Así lo adelantó ayer el presidente de la Asociación Internacional de Hispanistas, Carlos Alvar, que junto al consejero de Educación, Cultura y Deporte, Luis Alegre, y el director del Instituto 'Los orígenes del Español', Claudio García Turza, explicaron la envergadura de la iniciativa. El Diccionario tendrá su presentación oficial el próximo mes de julio, en el XVII Congreso de la Asociación Internacional de Hispanistas, previsto en Roma.
La gran cantidad de estudios y material que, desde diversos ámbitos, se han dedicado a la influencia de la Biblia han aportado un abundante conocimiento relacionado con todos los campos del saber de la cultura occidental. No es de extrañar, por tanto, que sean más de 300 profesionales, especialistas de todas las áreas de la literatura española, los que participen en la redacción del diccionario.
Los expertos, procedentes de prestigiosas universidades y centros de investigación nacionales y extranjeros, pretenden estructurar esos saberes y facilitar futuros análisis. Así lo afirmó Alvar, quien añadió que en el Consejo Asesor no habrá teólogos, porque se pretende observar la Biblia por su influencia en la literatura, «ya que ha sido durante siglos la base del pensamiento occidental».

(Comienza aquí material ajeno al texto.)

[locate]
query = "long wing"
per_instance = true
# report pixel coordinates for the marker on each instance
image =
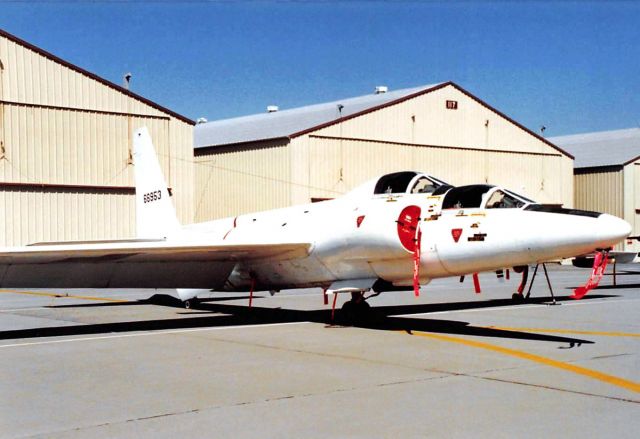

El Diccionario ansía convertirse en una fuente fiable y rigurosa de consulta para posteriores investigaciones. Para culminar tal proyecto, los profesionales que colaboren en la empresa deberán ajustarse a unas normas comunes y a unos modelos de ficha que garanticen la homogeneidad del volumen.
Desde creyentes a ateos
García Turza, catedrático de la Universidad de La Rioja, quiso aclarar que esta obra «no será un diccionario sobre la Biblia», sino que recopilará una información «exhaustiva» y en abundancia que está muy «dispersa», pero relacionada con la misma. De esta manera, los autores serán desde creyentes hasta «los más ateos». El resultado será no sólo una obra de la más alta cualificación académica imprescindible para investigadores, sino un texto de divulgación científica abierto a cualquier lector interesado.
Por su parte, el consejero de Cultura, Luis Alegre, detalló que el proyecto del DBLH «es, por su dimensión, por la ambición de sus objetivos y por la altura científica de los profesionales que participarán, uno de los más relevantes que lleva a cabo el Cilengua desde su constitución».